This is why so much poor software exists in the world.
I can only imagine what nightmare code is being generated by such efforts.
Yes, anyone can code, just as anyone can build a house. Whether or not the house collapses immediately, whether it has any real value, or by any other measure still depends on the skill of the builder, just as in software.
Garbage in -> Garbage out,
applies to the code as well as the data.
honestly, i can say that if it gets the desired results, who cares. it's going to be maintainable by that person, because they were the ones that wrote it. now, if this was a team effort, however, that would be a completely different matter. if there was a requirement to have a maintenance contract in place, for the long-term success of the code and the project, that would be, again, an entirely different matter.

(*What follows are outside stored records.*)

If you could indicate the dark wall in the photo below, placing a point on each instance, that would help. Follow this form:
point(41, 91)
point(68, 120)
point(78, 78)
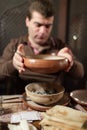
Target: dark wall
point(77, 33)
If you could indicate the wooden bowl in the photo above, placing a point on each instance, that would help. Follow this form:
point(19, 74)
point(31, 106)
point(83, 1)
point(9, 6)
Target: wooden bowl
point(44, 93)
point(46, 63)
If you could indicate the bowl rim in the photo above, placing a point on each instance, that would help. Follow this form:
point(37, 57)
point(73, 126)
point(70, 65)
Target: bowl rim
point(42, 57)
point(42, 95)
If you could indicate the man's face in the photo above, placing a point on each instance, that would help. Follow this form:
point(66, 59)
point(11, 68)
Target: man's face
point(39, 28)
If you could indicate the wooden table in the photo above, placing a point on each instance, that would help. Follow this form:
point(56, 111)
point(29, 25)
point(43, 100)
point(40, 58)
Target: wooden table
point(12, 106)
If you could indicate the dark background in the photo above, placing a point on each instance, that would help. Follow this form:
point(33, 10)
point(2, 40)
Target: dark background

i *do* actually successfully use the technique that the author uses - i have been using it successfully for over 30 years. however, during that time, i have added "unit tests", source code revision control, project management, documentation, proper comments, proper code structure, coding standards and many many more things which make a successfully *maintainable* project.
whilst such things are most likely entirely missing from the projects that this individual is tackling, the projects that this individual is tackling are also likely to be ones that *don't need* such techniques.
in essence: none of that de-legitimises the *technique* of "programming by random research". it's a legitimate technique that, i can tell you right now, saves a vast amount of time. understanding comes *later* (if indeed it is needed at all), usually by a process of "knowledge inference". to be able to switch off "disbelief" and "judgement" is something that i strongly recommend that you learn to do. if you've been trained as a software engineer, adding "programming by random research" to your arsenal of techniques will make you much more effective.